In the current Nutch 1.4-dev you can check the output of the indexer by using 
the indexchecker command. It'll take an url and displays the values of the 
fields it's going to add.
 
> Lewis,
> 
> After shaking off the annoyance of your "RTFM Luke" answer (I had read
> the tutorial several times), I listened to your suggestion (I do respect
> my elders ... especially my 'application-elders') and I spent the
> weekend reading code,  scanning the javadocs files and adding logging
> statements.  Considering how poorly Nutch is documented (sparse, and
> what is documented probably refers to an old version), it was
> challenging, but worthwhile.  What I found:
> 
> That I deserve a kick in the head since I was only looking in the Nutch
> databases for the results of urlmeta., The Nutch databases, of course,
> no longer contain indexing information; the name URLMetaIndexingFilter
> (indexing !!!) should have told me.
> 
> That still did not help when I looked in the Solr Index.  After a lot of
> analysis and some logging statements later, I discovered that 'urlmeta'
> was not being loaded.  The plugin.includes statement in the tutorial is
> incorrect.  It is (fragment)
> 
> ...|index-(basic|anchor|'''urlmeta''')| ...
> 
> 
> and should be
> 
> ...|index-(basic|anchor)| urlmeta | ...
> 
> The name of the plugin is 'urlmeta' not index-urlmeta.
> 
> Once I got urlmeta loaded, the indexing almost ran correctly.  I got a
> Solr error complaining that a field was undefined ... the metadata
> fields that I was injecting.  I solved that problem by added the two
> fields I was injecting to the Solr schema.xml.  With that, the indexing
> completed with no errors.
> 
> I now (I think) understand how urlmeta works.  I do have two questions,
> however.
> 
> 1) Now that Solr is the official indexer for Nutch, are we still
> supposed to copy the Nutch schema over to Solr?  The Solr schema has
> gotten very complicated recently and I am concerned about losing some
> Solr functionality.
> 
> 2) What is the roll of solrindex-mapping.xml ? I only added my field
> names to the Solr schema.xml; I made no changes to the Nutch schema.xml
> nor made any changes to solrindex-mapping.xml.
> 
> All, in all, an interesting and educational weekend.
> 
> /jb
> 
> On 8/25/2011 5:11 AM, lewis john mcgibbney wrote:
> > Hi JB,
> > 
> > We have recently finished a complete plugin tutorial which fully explains
> > the functionality of the urlmeta plugin on the wiki.
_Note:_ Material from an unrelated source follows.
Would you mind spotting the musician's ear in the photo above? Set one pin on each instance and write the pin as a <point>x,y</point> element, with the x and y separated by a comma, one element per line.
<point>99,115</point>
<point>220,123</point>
It can be found here
> > [1], could I ask you to have a thorough look at it, and the code and if
> > you still have questions then please reinforce them.
> > 
> > [1] http://wiki.apache.org/nutch/WritingPluginExample
> > 
> > Thank you
> > 
> > On Wed, Aug 24, 2011 at 9:36 PM, John R.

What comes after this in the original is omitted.